The court, which had denied defendant's pretrial application for a hearing to challenge the veracity of the affiant's statements in support of a search warrant (see Franks v Delaware, 438 US 154 [1978]; People v Alfinito, 16 NY2d 181 [1965]), properly denied his renewed requests for such a hearing made during trial. To the extent that any of the trial evidence could be viewed as contradicting the warrant application, these discrepancies were, at most, trivial and they did not suggest that the affiant made statements that were intentionally or recklessly false (see People v Cohen, 90 NY2d 632, 637 [1997]). Furthermore, we conclude that the warrant was sufficiently narrow in scope (see People v Darling, 95 NY2d 530, 537 [2000]).

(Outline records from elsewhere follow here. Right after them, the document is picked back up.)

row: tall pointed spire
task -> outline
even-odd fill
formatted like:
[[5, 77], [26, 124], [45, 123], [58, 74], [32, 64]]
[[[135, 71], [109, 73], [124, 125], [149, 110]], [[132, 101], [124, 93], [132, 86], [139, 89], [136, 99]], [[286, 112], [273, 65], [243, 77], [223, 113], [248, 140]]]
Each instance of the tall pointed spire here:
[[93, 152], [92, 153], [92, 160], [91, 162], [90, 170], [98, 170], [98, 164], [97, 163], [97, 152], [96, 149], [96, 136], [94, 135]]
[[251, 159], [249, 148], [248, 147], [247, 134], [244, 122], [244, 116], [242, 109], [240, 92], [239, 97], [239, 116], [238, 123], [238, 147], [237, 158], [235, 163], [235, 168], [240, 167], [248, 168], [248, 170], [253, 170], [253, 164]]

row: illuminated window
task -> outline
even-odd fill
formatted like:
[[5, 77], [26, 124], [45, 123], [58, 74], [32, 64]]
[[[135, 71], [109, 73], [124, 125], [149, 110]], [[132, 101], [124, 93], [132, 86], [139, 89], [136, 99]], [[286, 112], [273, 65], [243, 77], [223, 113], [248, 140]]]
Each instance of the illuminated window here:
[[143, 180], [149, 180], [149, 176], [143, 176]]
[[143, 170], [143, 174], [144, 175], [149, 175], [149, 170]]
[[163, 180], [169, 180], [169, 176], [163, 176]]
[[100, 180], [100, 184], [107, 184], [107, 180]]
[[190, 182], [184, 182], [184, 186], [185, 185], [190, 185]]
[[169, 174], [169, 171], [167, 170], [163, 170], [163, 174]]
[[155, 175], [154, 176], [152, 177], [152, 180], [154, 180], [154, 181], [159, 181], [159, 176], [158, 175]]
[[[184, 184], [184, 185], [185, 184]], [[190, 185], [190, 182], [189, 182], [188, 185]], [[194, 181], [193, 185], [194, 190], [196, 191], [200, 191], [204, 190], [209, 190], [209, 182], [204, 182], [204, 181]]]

The verdict was based on legally sufficient evidence and was not against the weight of the evidence (see People v Bleakley, 69 NY2d 490 [1987]). There is no basis for disturbing the jury's determinations concerning credibility. There was abundant evidence from which the jury could readily infer facts satisfying all elements of both counts (see People v Lewis, 125 AD2d 918 [1986], lv denied 69 NY2d 882 [1987]). This evidence included detailed testimony as to how the scheme to steal merchandise from a department store and transfer the stolen goods to defendant for resale in his own store was carried out with defendant's full involvement.

We perceive no basis for reducing the sentence. [*2]

We have considered and rejected defendant's remaining claims. Concur—Nardelli, J.P., Tom, Ellerin and Williams, JJ.